In our series, before the initial procedure, the morphologic characteristics of aneurysms were not predictive factors of unsatisfactory immediate angiographic or volumic aneurysmal occlusion, according to a multivariate analysis. At completion of the initial procedure, however, percentage of volumic occlusion correlated significantly with degree of angiographic occlusion in groups A and B, and was the only independent predictor of degree of angiographic occlusion. The better the percentage of volumic occlusion, the better the degree of angiographic occlusion.

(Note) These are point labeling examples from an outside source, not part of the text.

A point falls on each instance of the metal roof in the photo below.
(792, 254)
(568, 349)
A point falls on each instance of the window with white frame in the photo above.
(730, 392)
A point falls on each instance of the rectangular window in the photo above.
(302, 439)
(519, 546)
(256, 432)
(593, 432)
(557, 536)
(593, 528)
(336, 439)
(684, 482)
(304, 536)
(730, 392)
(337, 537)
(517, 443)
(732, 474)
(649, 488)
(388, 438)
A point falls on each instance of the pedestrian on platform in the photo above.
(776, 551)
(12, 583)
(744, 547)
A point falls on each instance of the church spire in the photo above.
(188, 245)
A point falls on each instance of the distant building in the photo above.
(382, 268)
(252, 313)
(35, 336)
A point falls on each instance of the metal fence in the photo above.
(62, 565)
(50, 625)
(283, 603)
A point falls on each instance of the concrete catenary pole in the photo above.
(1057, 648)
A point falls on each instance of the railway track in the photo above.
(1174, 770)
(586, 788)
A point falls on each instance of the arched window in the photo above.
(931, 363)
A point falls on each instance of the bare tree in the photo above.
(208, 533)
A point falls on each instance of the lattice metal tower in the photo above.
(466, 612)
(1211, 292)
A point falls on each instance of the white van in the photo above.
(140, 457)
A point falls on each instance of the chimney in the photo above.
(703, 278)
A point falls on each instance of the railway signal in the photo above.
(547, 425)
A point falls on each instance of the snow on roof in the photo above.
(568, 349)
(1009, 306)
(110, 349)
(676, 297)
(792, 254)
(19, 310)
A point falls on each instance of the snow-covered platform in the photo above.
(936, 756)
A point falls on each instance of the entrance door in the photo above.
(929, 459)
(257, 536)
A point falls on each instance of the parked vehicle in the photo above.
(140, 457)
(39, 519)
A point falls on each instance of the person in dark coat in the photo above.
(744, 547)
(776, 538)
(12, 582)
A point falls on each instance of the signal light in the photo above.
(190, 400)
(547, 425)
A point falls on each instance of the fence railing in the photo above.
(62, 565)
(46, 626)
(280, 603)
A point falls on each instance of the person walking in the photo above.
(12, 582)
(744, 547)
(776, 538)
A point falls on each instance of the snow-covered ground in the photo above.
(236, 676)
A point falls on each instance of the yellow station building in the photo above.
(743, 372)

Degree of angiographic occlusion at the initial treatment is known to be an important predictor of anatomic outcome in endovascular coil occlusion of intracranial aneurysms (9, 28). In a recent study (28), percentage of volumic occlusion was demonstrated to be a more objective and useful index than degree of angiographic occlusion for predicting the long-term anatomic stability of embolized aneurysms. Even when degree of angiographic occlusion after the initial treatment was complete, the frequency of recanalization of embolized aneurysms with coils was significantly lower in aneurysms with a high percentage of volumic occlusion, particularly when it exceeded 25% (28). In such cases, 88% of the aneurysms with a percentage of volumic occlusion of more than 25% were stable at long-term follow-up (28). In our series, the mean percentages of volumic occlusion of the aneurysms initially completely occluded were 32.4 ± 7.9% in group A and 31.0 ± 6.9% in group B. Percentage of volumic occlusion exceeding 25% concerned 82% of the completely occluded aneurysms in group A and 80% of those in group B and was not significantly different between the two groups. This meant that there was no significant difference between these groups as regard prediction of the long-term stability of embolized aneurysms. According to the results for previously published series treated by endovascular aneurysm therapy with coils, revascularization and aneurysm growth ranged from 22.4% to 52.6% and were mainly noted in wide-necked or giant-sac aneurysms, or aneurysms that were incompletely occluded at the initial treatment (3–9, 27–38).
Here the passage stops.